Parteien-Streit um Solidaritätszuschlag

Auf dem Weg nach Karlsruhe

Finanzminister Olaf Scholz will, dass nur noch Reiche den Soli zahlen. Die FDP findet das unfair und droht, vor das Bundesverfassungsgericht zu ziehen.

Geldscheine in einer Brieftasche

Scholz hält den Rest-Soli für die Reichen für „verfassungskonform“ Foto: dpa

BERLIN taz | Ob die Koalition aus Union und SPD mit diesem Plan durchkommt, steht in den Sternen. Bundesfinanzminister Olaf Scholz (SPD) will die Lohn- und Einkommensteuer senken, indem er den Solidaritätszuschlag für die meisten Bürgerinnen und Bürger ab 2021 abschafft. Nur wer hohe Einkommen erhält, soll ihn weiterzahlen. Weil die Gutverdiener nicht ebenfalls in den Genuss der Steuersenkung kommen, droht die FDP nun, vor das Bundesverfassungsgericht zu ziehen.

Konkret schlägt Scholz vor: Bis zu einem Jahreslohn von knapp 74.000 Euro brutto sollen ledige Arbeitnehmer den Soli nicht mehr zahlen. Darüber steigt der Zuschlag allmählich an. Der volle Satz von 5,5 Prozent der Steuerschuld wird erst ab gut 109.000 Euro Bruttogehalt fällig.

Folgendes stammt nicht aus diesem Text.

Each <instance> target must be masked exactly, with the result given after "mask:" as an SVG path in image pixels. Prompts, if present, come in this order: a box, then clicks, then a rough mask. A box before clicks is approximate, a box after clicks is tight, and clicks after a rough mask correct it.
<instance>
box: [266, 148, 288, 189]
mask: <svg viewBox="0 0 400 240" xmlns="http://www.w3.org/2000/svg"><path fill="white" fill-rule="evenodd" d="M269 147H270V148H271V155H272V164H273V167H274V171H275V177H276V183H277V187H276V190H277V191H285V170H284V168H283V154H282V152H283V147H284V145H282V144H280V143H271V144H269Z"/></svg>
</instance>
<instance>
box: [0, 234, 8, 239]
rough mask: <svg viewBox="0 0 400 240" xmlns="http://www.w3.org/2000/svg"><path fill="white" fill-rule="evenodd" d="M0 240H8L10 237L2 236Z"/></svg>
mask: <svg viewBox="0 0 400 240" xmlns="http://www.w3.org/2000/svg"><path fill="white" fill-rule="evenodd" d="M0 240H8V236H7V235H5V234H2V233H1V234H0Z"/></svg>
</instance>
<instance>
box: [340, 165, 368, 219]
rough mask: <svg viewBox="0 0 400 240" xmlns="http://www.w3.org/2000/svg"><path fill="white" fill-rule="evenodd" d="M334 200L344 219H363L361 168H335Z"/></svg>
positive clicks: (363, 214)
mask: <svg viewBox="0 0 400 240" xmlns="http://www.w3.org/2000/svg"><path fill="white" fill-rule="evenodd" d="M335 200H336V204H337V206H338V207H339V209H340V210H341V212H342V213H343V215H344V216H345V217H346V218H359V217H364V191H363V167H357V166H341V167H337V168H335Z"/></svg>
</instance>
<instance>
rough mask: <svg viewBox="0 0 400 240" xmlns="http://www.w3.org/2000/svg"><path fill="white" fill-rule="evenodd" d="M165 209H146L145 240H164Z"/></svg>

Eine Familie – zwei Erwachsene, zwei Kinder – bleibt Soli-frei bis zum Einkommen von 152.000 Euro. Über 90 Prozent der Steuerpflichtigen werden so teils mehrere hundert Euro jährlich sparen. Den vollen Zuschlag berappen dann nur noch die 3,5 Prozent mit den höchsten Gehältern.

Die Union unterstützt das im Prinzip, will aber eigentlich die komplette Abschaffung des Soli. Die FDP ebenso: Sie gab deshalb ein Gutachten bei Hans-Jürgen Papier in Auftrag, dem ehemaligen Präsidenten des Bundesverfassungsgerichts. Ab Anfang 2020 sei der Solidaritätszuschlag „mit dem Grundgesetz nicht mehr vereinbar“, lautet dessen Einschätzung. Papier verweist darauf, dass der Zuschlag seit den 1990er Jahren dazu diente, die Wiedervereinigung zu finanzieren und große Summen nach Ostdeutschland zu lenken. Nun laufe aber der entsprechende Solidarpakt II Ende 2019 aus. Damit, so Papier, trete wieder die „finanzverfassungsrechtliche Normallage“ ein. Der Bund dürfe dann nicht mehr einen Zuschlag auf die Einkommensteuer erheben, über dessen Verwendung nur er entscheide. Alle Bundesländer müssten an den kompletten Einnahmen beteiligt werden.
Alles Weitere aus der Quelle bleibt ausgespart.